Image of kids playing on a beach


Our work in Canada is born out of the principal desire to honour the wisdom of the First Nations Communities. Our collaborative project with the Ahousaht community on the West Coast of Canada was initiated and made possible primarily through the shared vision of HRH The Prince of Wales and our Patron Kim Samuel Johnson, whose guidance in how to engage with the community appropriately was instrumental.

Hereditary Nuu-Cha-Nulth Chief, Shawn Atleo, guided the foundation of our partnership with the Ahousaht Education Authority. A programme of workshops was established for primary and secondary schools, young artists and the wider community. These workshops were designed as a response to the community’s growing realisation that its younger generations were losing connections with their Elders and with the spiritual principles and the consciousness of the order of nature that are so intrinsic to the Ahousaht way of life.
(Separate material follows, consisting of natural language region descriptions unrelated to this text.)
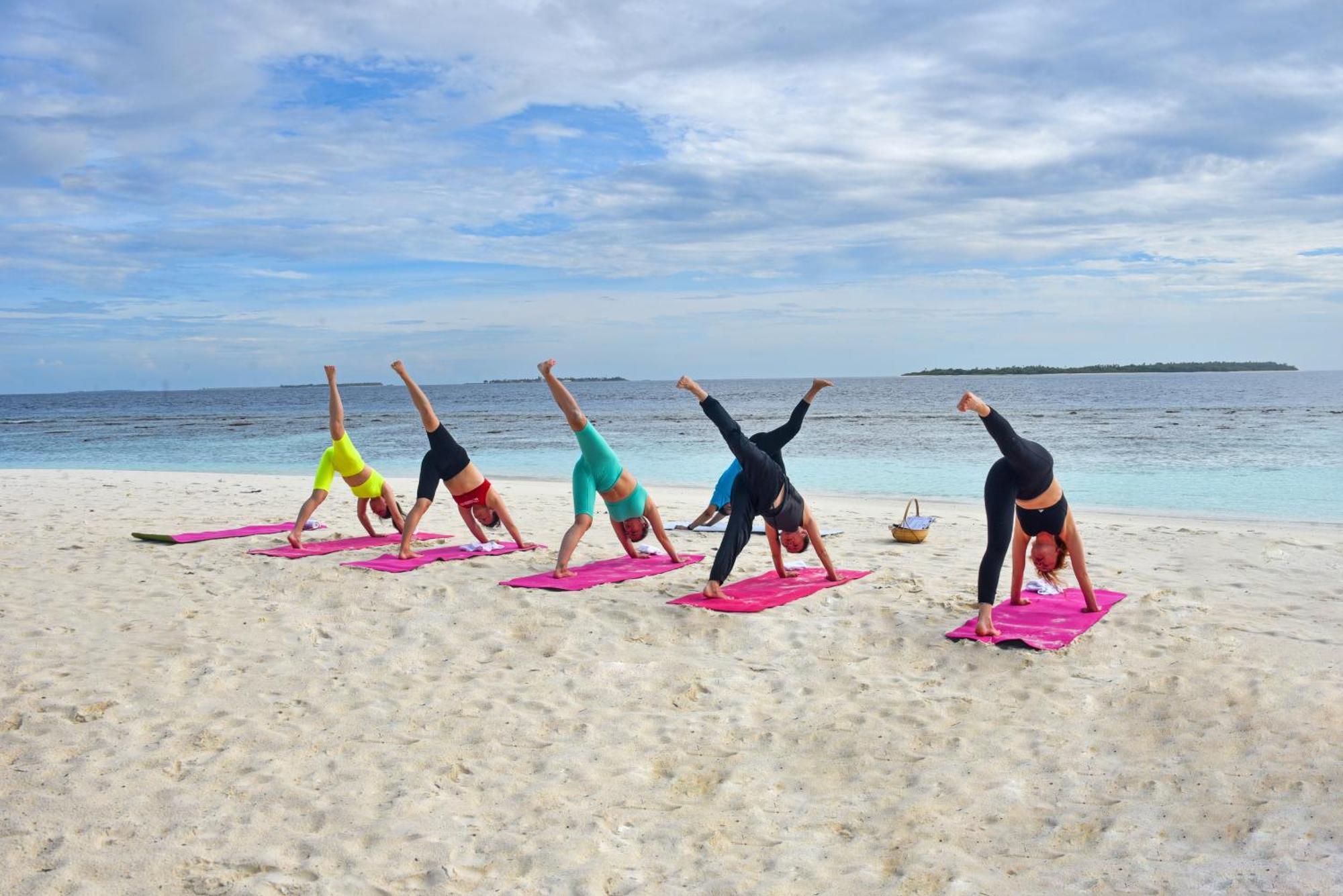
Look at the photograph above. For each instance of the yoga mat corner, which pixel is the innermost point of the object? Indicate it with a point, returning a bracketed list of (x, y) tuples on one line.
[(609, 572), (769, 591), (1048, 623)]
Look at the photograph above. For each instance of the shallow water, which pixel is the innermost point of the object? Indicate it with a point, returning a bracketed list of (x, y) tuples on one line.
[(1224, 443)]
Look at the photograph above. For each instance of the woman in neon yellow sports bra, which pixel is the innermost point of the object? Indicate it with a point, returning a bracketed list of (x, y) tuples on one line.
[(343, 458), (600, 472)]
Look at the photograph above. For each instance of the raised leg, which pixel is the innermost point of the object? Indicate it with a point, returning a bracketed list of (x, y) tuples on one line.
[(563, 399), (1000, 509), (335, 411), (418, 397)]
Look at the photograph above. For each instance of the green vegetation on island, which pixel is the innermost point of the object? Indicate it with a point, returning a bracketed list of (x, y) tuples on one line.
[(565, 380), (1170, 366)]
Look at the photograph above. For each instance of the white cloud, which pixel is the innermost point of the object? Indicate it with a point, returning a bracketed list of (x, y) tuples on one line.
[(166, 149)]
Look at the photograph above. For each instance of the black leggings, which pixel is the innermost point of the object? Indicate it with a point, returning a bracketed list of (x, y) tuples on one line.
[(444, 460), (755, 487), (774, 440), (1025, 471)]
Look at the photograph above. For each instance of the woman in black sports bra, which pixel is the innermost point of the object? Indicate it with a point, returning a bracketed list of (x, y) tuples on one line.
[(1024, 501)]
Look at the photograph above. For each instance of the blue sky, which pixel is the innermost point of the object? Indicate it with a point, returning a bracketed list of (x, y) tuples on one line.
[(234, 193)]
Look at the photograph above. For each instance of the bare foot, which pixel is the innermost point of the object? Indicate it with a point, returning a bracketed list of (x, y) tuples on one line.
[(692, 387), (970, 401)]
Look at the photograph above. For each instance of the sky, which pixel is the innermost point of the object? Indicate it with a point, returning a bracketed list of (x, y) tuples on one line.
[(216, 193)]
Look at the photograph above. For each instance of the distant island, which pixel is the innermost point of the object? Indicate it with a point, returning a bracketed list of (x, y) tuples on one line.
[(1170, 366), (315, 385), (566, 380)]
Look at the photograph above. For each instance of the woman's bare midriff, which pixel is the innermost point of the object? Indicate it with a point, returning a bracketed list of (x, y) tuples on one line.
[(361, 478), (469, 479), (1046, 499), (624, 487)]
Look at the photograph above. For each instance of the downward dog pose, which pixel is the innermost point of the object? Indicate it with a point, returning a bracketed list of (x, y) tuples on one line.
[(762, 489), (477, 501), (1024, 479), (343, 458), (772, 443), (600, 471)]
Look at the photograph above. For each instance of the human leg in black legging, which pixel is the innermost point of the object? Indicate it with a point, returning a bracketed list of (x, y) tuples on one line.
[(737, 534), (1001, 510), (762, 475), (754, 491), (774, 440), (1031, 463)]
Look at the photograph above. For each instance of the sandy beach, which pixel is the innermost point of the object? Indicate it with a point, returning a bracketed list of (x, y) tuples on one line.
[(194, 719)]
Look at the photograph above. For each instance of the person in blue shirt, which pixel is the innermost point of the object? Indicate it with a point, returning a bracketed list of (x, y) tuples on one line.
[(772, 443)]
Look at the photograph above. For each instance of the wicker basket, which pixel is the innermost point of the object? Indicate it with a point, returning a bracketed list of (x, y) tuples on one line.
[(909, 536)]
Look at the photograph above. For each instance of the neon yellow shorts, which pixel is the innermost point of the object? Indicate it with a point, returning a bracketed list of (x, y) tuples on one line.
[(343, 458)]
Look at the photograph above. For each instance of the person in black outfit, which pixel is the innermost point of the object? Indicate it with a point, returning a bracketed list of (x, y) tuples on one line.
[(762, 487), (1024, 501), (772, 443)]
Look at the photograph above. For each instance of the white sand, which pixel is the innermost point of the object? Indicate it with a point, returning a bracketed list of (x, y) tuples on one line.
[(189, 718)]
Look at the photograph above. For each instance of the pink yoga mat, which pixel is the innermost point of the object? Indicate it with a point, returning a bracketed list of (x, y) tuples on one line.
[(768, 589), (1048, 623), (393, 564), (319, 549), (620, 569), (269, 529)]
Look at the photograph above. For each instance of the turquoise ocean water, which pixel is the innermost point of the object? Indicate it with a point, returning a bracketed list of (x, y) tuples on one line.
[(1243, 444)]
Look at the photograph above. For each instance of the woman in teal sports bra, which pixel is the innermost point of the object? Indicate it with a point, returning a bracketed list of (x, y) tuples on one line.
[(600, 472)]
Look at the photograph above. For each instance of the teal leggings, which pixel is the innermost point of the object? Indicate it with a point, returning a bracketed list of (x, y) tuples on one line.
[(597, 470), (600, 470)]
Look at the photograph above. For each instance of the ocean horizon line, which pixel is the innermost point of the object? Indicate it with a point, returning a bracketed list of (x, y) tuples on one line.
[(588, 380)]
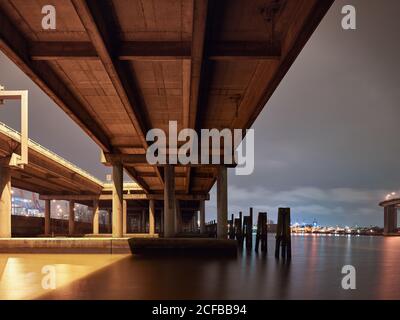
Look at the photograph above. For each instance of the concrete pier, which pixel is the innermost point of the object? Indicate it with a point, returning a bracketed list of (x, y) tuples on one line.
[(152, 221), (222, 203), (47, 217), (202, 212), (169, 201), (178, 217), (96, 217), (124, 217), (71, 220), (5, 202), (390, 219), (117, 201)]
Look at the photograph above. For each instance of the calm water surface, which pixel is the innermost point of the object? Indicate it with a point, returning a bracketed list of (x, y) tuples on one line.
[(313, 273)]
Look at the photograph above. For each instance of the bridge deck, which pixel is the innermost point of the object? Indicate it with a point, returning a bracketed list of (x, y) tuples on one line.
[(46, 172), (119, 68)]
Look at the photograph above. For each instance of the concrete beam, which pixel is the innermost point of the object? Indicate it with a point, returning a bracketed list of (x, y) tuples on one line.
[(132, 196), (5, 202), (222, 203), (160, 50)]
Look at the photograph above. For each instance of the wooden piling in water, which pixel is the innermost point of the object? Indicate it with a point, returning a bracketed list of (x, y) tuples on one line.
[(283, 239), (261, 235), (238, 230), (231, 231), (248, 229)]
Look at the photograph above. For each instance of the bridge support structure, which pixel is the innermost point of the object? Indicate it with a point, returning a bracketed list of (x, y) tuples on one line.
[(47, 217), (202, 213), (169, 201), (5, 202), (222, 202), (117, 201), (71, 220), (96, 211), (390, 220)]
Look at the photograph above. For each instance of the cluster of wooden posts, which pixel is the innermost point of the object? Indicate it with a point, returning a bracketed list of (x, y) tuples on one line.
[(241, 229)]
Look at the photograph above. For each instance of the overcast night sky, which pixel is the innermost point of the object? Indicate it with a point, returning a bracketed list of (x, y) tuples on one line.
[(327, 142)]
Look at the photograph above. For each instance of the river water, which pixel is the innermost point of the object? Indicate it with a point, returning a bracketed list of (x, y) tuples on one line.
[(314, 272)]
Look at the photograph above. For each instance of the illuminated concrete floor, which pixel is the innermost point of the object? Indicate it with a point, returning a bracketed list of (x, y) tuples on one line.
[(21, 275), (315, 272)]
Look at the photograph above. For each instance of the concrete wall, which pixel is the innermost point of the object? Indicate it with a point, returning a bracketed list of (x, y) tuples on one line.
[(34, 226)]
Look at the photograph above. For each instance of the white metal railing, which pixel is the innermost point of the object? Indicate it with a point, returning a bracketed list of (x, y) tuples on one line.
[(15, 135)]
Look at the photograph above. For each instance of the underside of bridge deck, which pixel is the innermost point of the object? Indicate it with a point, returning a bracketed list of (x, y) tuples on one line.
[(120, 68)]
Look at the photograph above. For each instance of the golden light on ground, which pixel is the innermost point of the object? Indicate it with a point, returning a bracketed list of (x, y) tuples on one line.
[(21, 275)]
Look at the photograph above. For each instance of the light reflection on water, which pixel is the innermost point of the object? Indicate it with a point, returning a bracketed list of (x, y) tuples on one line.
[(313, 273)]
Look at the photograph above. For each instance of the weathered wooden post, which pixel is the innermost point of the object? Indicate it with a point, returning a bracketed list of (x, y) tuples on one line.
[(238, 230), (261, 235), (283, 239), (232, 228), (248, 229)]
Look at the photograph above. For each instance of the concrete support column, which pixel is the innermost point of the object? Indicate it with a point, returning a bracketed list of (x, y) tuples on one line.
[(143, 219), (71, 221), (124, 216), (152, 220), (202, 216), (195, 221), (222, 203), (5, 202), (390, 219), (117, 201), (169, 201), (162, 220), (178, 217), (109, 217), (47, 217), (96, 217)]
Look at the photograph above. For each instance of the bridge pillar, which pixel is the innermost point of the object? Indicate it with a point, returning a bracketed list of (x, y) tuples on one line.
[(117, 210), (169, 201), (71, 220), (222, 202), (5, 202), (194, 221), (96, 216), (202, 216), (152, 220), (124, 216), (390, 219), (178, 217), (47, 217)]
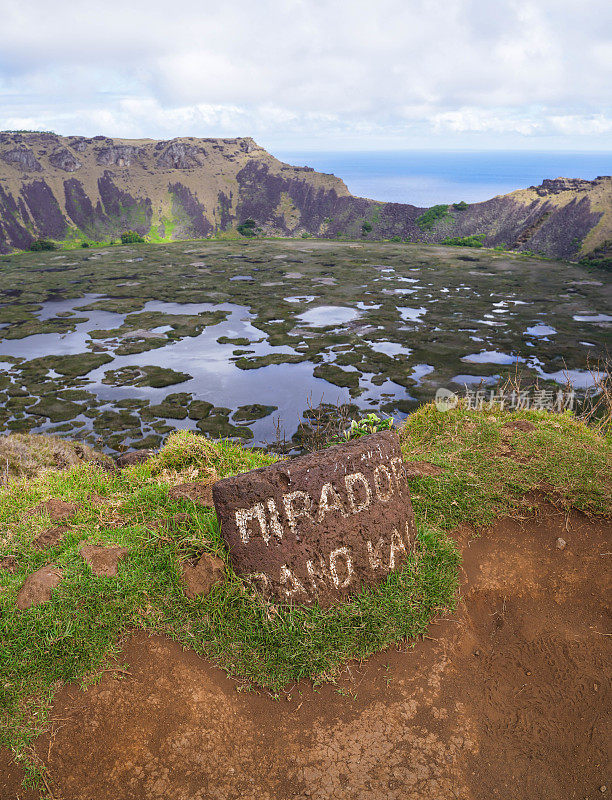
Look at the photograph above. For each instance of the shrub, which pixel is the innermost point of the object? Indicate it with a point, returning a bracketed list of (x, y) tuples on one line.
[(429, 218), (248, 228), (475, 240), (131, 237), (43, 244)]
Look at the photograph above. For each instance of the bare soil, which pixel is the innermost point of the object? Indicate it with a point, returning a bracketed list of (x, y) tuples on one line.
[(507, 698)]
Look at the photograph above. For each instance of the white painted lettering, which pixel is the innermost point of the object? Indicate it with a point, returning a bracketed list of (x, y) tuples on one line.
[(275, 525), (375, 554), (344, 553), (399, 472), (245, 515), (292, 500), (291, 584), (380, 482), (318, 573)]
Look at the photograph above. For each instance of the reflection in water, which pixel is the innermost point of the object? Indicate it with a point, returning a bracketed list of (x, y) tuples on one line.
[(322, 316), (540, 330)]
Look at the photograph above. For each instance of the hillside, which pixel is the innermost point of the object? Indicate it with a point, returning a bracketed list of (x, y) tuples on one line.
[(71, 188)]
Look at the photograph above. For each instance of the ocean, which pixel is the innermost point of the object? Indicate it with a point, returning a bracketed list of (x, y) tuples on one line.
[(425, 178)]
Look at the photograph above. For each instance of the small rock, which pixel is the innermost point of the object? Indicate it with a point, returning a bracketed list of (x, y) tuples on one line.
[(50, 537), (194, 490), (58, 510), (134, 457), (9, 563), (200, 578), (103, 560), (38, 586), (418, 469), (519, 425)]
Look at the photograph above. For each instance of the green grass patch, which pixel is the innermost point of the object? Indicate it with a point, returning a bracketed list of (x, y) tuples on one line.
[(487, 471), (475, 240), (428, 219)]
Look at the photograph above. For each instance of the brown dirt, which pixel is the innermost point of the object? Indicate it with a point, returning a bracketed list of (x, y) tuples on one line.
[(103, 560), (38, 586), (58, 510), (198, 579), (50, 537), (506, 699)]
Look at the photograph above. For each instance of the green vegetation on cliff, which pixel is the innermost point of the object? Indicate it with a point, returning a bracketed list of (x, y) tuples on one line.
[(483, 468)]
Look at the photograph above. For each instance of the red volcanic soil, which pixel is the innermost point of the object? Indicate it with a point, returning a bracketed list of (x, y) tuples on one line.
[(507, 698)]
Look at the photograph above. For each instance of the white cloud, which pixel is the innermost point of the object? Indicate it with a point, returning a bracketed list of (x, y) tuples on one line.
[(330, 72)]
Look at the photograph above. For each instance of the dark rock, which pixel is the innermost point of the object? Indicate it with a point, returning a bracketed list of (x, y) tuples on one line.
[(422, 469), (200, 493), (103, 560), (519, 425), (323, 525), (38, 586), (58, 510), (62, 158), (50, 537), (122, 155), (200, 578), (134, 457), (22, 157), (179, 156)]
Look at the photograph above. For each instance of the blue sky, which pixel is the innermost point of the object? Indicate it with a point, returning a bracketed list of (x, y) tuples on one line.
[(315, 74)]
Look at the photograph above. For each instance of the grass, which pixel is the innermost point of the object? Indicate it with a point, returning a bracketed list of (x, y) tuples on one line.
[(487, 471), (428, 219)]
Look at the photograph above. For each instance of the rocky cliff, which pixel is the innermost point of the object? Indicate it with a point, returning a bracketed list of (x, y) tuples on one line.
[(74, 187)]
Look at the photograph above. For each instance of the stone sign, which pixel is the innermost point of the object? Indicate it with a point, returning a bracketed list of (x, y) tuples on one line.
[(321, 526)]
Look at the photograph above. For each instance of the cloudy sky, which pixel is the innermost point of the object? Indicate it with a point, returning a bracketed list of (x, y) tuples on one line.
[(314, 74)]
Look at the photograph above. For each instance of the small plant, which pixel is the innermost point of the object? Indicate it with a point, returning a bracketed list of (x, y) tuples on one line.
[(131, 237), (475, 240), (429, 218), (43, 244), (371, 423), (248, 228)]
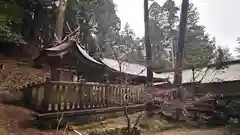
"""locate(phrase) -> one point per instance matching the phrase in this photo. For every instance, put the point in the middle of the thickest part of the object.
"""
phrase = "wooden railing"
(62, 96)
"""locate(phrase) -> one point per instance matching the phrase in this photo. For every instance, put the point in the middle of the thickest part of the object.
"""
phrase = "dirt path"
(216, 131)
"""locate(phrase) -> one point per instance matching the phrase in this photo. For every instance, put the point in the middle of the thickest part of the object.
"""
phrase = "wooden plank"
(90, 111)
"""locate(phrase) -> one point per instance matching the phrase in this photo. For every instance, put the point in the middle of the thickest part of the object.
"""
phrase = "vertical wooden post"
(107, 87)
(46, 95)
(148, 45)
(27, 96)
(181, 40)
(82, 95)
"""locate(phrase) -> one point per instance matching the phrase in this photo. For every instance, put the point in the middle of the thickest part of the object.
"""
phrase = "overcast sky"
(220, 17)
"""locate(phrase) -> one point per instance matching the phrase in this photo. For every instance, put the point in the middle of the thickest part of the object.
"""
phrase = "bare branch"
(68, 26)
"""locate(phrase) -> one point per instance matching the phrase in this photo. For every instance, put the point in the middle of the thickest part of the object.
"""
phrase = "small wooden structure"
(69, 60)
(58, 96)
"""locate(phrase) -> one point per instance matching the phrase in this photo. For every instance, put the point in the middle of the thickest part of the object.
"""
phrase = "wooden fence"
(63, 96)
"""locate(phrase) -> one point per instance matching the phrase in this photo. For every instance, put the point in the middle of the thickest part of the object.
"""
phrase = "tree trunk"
(148, 45)
(60, 17)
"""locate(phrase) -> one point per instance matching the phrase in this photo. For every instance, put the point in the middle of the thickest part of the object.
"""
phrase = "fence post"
(106, 94)
(27, 96)
(82, 88)
(47, 95)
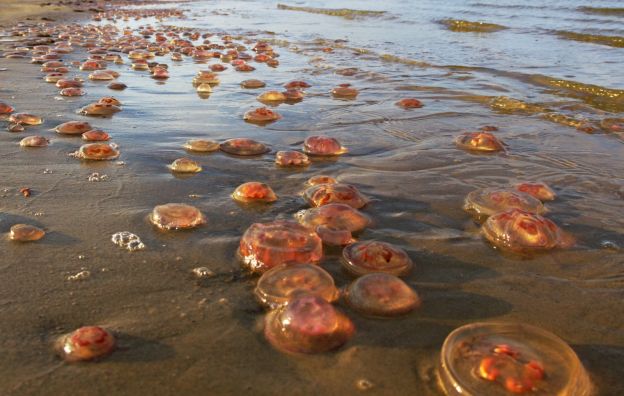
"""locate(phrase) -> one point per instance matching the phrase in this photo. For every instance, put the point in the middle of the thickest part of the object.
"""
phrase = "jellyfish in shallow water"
(479, 141)
(266, 245)
(524, 232)
(278, 285)
(367, 257)
(86, 343)
(323, 194)
(254, 192)
(243, 146)
(487, 201)
(381, 294)
(176, 216)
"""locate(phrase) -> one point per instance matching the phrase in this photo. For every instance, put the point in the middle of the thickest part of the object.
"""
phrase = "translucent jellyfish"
(201, 146)
(243, 146)
(479, 141)
(254, 192)
(323, 145)
(323, 194)
(308, 324)
(86, 343)
(291, 158)
(277, 286)
(266, 245)
(510, 358)
(381, 294)
(487, 201)
(261, 116)
(524, 232)
(176, 216)
(185, 165)
(366, 257)
(34, 141)
(25, 233)
(538, 190)
(97, 152)
(73, 128)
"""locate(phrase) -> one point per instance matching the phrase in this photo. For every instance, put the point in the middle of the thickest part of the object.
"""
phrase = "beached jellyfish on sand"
(266, 245)
(291, 158)
(524, 232)
(366, 257)
(254, 192)
(308, 324)
(381, 294)
(184, 165)
(323, 145)
(34, 141)
(508, 359)
(487, 201)
(277, 286)
(479, 141)
(243, 146)
(540, 191)
(323, 194)
(176, 216)
(73, 128)
(25, 233)
(86, 343)
(98, 152)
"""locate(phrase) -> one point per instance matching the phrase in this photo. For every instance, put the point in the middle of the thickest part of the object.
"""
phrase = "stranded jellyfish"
(510, 358)
(73, 128)
(323, 145)
(323, 194)
(86, 343)
(243, 146)
(291, 158)
(184, 165)
(278, 285)
(266, 245)
(25, 233)
(366, 257)
(523, 232)
(254, 192)
(381, 294)
(97, 152)
(176, 216)
(261, 115)
(538, 190)
(308, 324)
(487, 201)
(479, 141)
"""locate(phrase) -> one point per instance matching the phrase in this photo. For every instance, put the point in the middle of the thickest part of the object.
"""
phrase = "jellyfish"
(279, 285)
(176, 216)
(381, 294)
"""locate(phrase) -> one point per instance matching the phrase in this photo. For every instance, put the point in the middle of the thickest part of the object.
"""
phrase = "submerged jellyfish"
(323, 194)
(279, 285)
(243, 146)
(291, 158)
(254, 192)
(266, 245)
(176, 216)
(25, 233)
(479, 141)
(487, 201)
(308, 324)
(380, 294)
(524, 232)
(366, 257)
(323, 145)
(86, 343)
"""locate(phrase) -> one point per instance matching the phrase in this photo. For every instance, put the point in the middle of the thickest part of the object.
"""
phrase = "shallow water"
(180, 335)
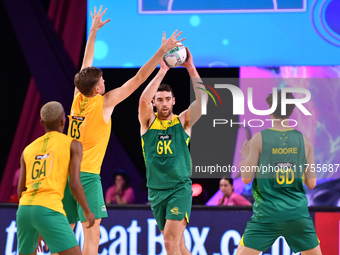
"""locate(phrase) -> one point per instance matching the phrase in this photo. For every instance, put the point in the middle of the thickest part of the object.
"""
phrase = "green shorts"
(299, 234)
(171, 204)
(53, 226)
(94, 196)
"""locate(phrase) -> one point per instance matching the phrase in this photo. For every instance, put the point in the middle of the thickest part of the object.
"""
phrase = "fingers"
(106, 21)
(101, 15)
(173, 34)
(100, 9)
(178, 34)
(180, 40)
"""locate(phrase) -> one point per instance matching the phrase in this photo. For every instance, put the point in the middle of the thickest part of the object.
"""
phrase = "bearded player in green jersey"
(165, 137)
(281, 206)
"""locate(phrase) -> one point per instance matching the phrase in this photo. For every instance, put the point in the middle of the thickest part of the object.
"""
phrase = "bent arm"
(251, 151)
(309, 174)
(190, 116)
(145, 111)
(22, 177)
(114, 97)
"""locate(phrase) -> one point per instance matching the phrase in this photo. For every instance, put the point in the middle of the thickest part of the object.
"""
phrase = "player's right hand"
(170, 43)
(90, 219)
(162, 65)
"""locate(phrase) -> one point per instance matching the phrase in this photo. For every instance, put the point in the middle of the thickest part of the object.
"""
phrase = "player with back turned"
(281, 205)
(45, 166)
(90, 123)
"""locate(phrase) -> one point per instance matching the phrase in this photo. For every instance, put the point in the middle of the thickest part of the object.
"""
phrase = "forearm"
(152, 87)
(79, 195)
(89, 49)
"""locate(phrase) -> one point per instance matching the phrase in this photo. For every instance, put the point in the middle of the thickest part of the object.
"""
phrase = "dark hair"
(277, 112)
(86, 79)
(230, 180)
(165, 87)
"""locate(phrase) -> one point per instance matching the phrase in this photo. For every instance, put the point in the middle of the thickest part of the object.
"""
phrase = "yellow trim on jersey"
(281, 130)
(241, 242)
(164, 124)
(143, 149)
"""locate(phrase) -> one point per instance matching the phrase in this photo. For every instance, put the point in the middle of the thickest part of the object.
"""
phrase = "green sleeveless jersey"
(279, 192)
(166, 154)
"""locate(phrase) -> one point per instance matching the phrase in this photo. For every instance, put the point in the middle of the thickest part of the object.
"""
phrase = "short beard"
(160, 114)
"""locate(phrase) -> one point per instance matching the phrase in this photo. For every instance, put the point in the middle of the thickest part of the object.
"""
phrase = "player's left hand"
(188, 62)
(163, 66)
(97, 18)
(245, 149)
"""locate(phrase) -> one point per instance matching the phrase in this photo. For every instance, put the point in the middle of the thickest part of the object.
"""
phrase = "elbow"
(311, 184)
(74, 185)
(247, 180)
(140, 78)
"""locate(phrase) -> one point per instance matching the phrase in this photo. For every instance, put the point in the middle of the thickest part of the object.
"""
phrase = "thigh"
(300, 235)
(54, 229)
(174, 229)
(179, 204)
(70, 205)
(158, 207)
(26, 233)
(94, 196)
(260, 236)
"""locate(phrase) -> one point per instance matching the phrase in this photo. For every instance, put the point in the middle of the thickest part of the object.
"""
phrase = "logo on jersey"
(175, 211)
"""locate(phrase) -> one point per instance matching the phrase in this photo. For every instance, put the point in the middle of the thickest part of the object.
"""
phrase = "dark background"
(15, 77)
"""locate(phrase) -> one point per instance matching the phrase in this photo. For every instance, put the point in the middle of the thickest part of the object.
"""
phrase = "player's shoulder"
(257, 136)
(307, 141)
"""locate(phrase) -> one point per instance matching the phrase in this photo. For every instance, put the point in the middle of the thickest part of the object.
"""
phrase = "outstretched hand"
(188, 62)
(97, 18)
(163, 66)
(170, 43)
(245, 149)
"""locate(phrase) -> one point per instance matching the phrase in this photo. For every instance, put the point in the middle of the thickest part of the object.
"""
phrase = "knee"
(169, 243)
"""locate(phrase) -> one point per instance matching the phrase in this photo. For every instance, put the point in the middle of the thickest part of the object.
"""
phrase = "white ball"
(176, 56)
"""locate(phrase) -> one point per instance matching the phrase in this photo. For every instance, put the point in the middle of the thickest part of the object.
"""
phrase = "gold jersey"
(47, 162)
(88, 126)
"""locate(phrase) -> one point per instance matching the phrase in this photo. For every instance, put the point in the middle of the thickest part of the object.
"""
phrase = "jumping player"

The team from the Prince’s School worked with local school-teachers and the Elders to find ways of passing on Ahousaht traditional wisdom and practical knowledge, so they could continue to be essential spiritual, cultural, social and economic resources that future generations could draw upon.

Our programme with Maaqtusiis elementary and high school students focused on three themes and crafts. The first was Geometry and Pattern in the Order of Nature. Investigating the language and symbolism of geometry in nature, students learned about universal design principles in relation to the traditional Nuu-Cha-Nulth world-view. This extended into practice with local cultural educators teaching traditional weaving – mats of cedar bark strips were gathered from the local rain forest and decorated with roundel designs inspired by the local, seasonal eco-system. In the second set of workshops, Geometry of Structure – Building Simple Shelters, students learned how to move from two-dimensional drawings to creating three-dimensional forms. Younger students built small bamboo structures on the beach, while older students designed and built a large dome structure, now installed in the village and used as a greenhouse. The whole community offered skills, time and local resources for the dome construction. The third set of workshops focused on Traditional Woodcar-ving. These sessions were followed by a series of open workshops for the whole community. The aim was to create a new section of the Wild Side Trail - an ancient Nuu-Chah-Nulth pathway, which is part of the Ahousaht traditional territories. The community learned about the meanings of North Western carving designs and used traditional carving techniques to decorate the trail boardwalks.

The programme enriched its participants with an holistic, shared experience of the Nuu-Chah-Nulth spiritual and cultural values, and our School’s ethos and methodologies. It reinforced the community’s identity and will hopefully help to form a stronger, fundamental sense of self-worth and pride in a culture that has deep historical roots.